Is it possible that high CTGF levels combined with low VEGF levels after anti-VEGF treatment also increase the risk of fibrotic complications after vitrectomy? During surgery, fibrovascular membranes are peeled and the vitreous, and thereby the pool of growth factors, is removed. However, in the time interval between bevacizumab and vitrectomy VEGF but not CTGF is inactivated, and thus CTGF may well induce fibrotic responses in the retina or the vitreoretinal surface. As an example, two patients in the bevacizumab 1 group developed TRD after vitrectomy. These cases had the two highest CTGF levels and CTGF/VEGF ratios that we encountered.
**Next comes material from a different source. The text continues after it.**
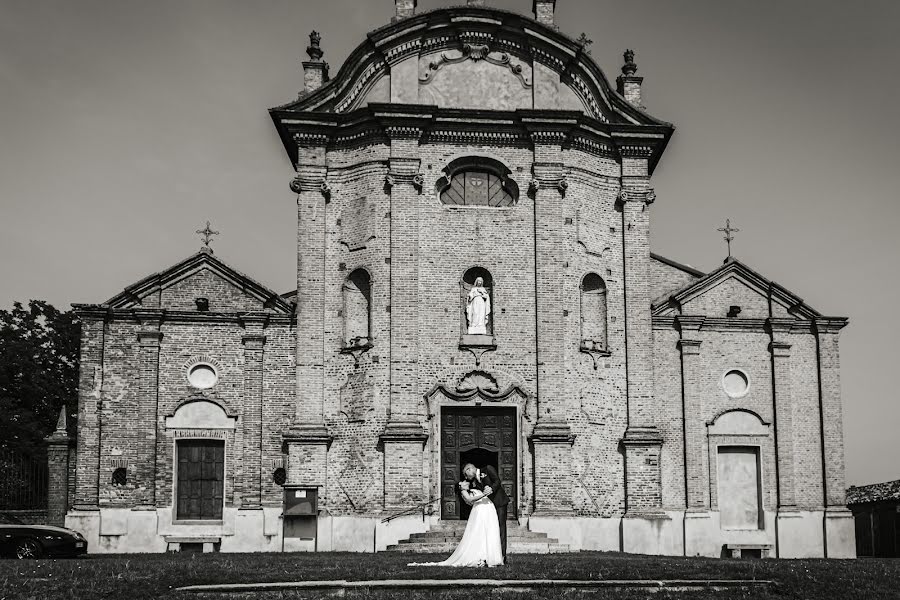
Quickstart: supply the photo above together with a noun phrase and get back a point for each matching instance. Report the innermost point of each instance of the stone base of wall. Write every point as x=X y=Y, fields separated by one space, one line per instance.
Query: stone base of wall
x=840 y=533
x=125 y=530
x=794 y=534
In comparison, a PDR patient with comparable CTGF levels and degree of fibrosis, but without anti-VEGF treatment and therefore a lower CTGF/VEGF ratio, did not develop fibrotic complications postoperatively. This suggests that a high CTGF level in combination with low levels of VEGF after bevacizumab, even for a short period of time, is a risk factor for the development of (late) postoperative fibrotic complications.
Anti-VEGF therapy is directed at the angiogenic stimulus for retinal neovascularisation and its introduction has made a significant advance in the management of PDR. However, retinal fibrosis can develop or progress as a consequence. Therefore, the development of adjuvant therapy targeted against pathways other than the angiogenic pathway may be required in combination with anti-VEGF therapy. Our present study and other studies in various organs and conditions
4
26 have identified CTGF and in particular the CTGF/VEGF ratio in vitreous as markers of fibroproliferative disease. Targeting of the fibrotic pathway with anti-CTGF therapy may be an attractive option in combination with anti-VEGF treatment to prevent the angiofibrotic switch in PDR patients and other diseases with ocular angiogenesis.
In conclusion, we confirmed that CTGF levels and in particular the CTGF/VEGF ratio in vitreous are associated with vitreoretinal fibrosis in PDR. These findings support our working model that the balance of VEGF and CTGF in the vitreous in PDR drives the course of the disease, in particular the angiofibrotic switch. As predicted by this model, anti-VEGF therapy shifts the CTGF/VEGF ratio causing the angiofibrotic switch, which may lead to harmful accelerated fibrosis in PDR.